Bayesian Recurrent Framework for Missing Data Imputation and Prediction with Clinical Time Series
This work addresses missing data uncertainty in clinical time series for healthcare applications, offering a novel method that improves reliability assessments.
The paper tackles the problem of missing data in clinical time series by introducing a Bayesian recurrent framework for simultaneous imputation and prediction, demonstrating strong performance gains over state-of-the-art methods on mortality prediction tasks using MIMIC-III and PhysioNet datasets.
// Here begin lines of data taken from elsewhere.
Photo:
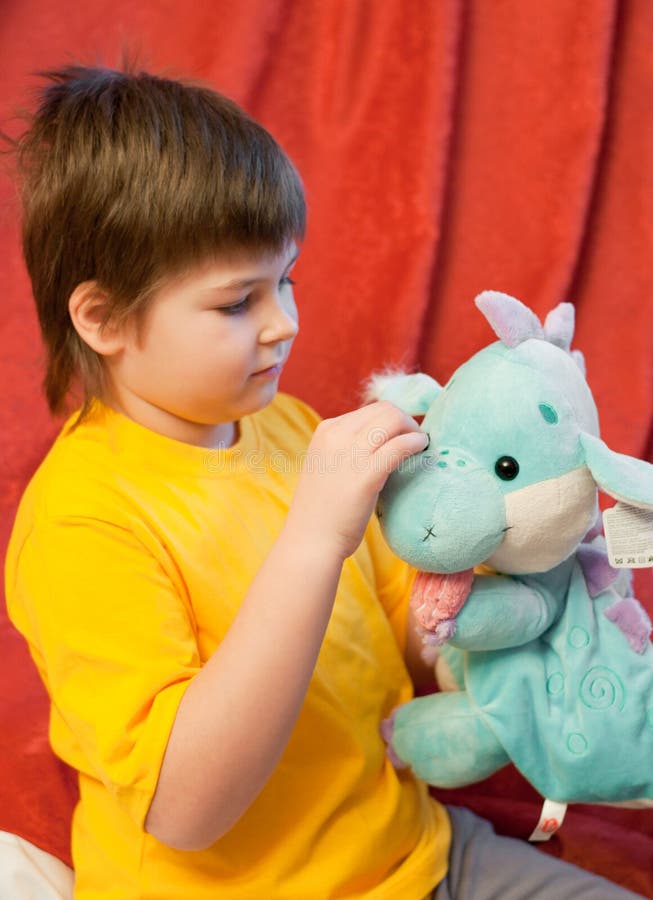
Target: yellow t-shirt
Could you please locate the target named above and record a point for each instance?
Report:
(129, 557)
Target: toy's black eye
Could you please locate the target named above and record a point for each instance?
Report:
(506, 468)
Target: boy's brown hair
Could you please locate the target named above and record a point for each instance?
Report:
(129, 178)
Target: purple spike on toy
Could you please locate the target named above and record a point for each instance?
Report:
(579, 359)
(631, 618)
(511, 320)
(597, 571)
(559, 325)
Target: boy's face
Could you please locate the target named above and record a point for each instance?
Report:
(209, 350)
Real-world clinical time series data sets exhibit a high prevalence of missing values. Hence, there is an increasing interest in missing data imputation. Traditional statistical approaches impose constraints on the data-generating process and decouple imputation from prediction. Recent works propose recurrent neural network based approaches for missing data imputation and prediction with time series data. However, they generate deterministic outputs and neglect the inherent uncertainty. In this work, we introduce a unified Bayesian recurrent framework for simultaneous imputation and prediction on time series data sets. We evaluate our approach on two real-world mortality prediction tasks using the MIMIC-III and PhysioNet benchmark datasets. We demonstrate strong performance gains over state-of-the-art (SOTA) methods, and provide strategies to use the resulting probability distributions to better assess reliability of the imputations and predictions.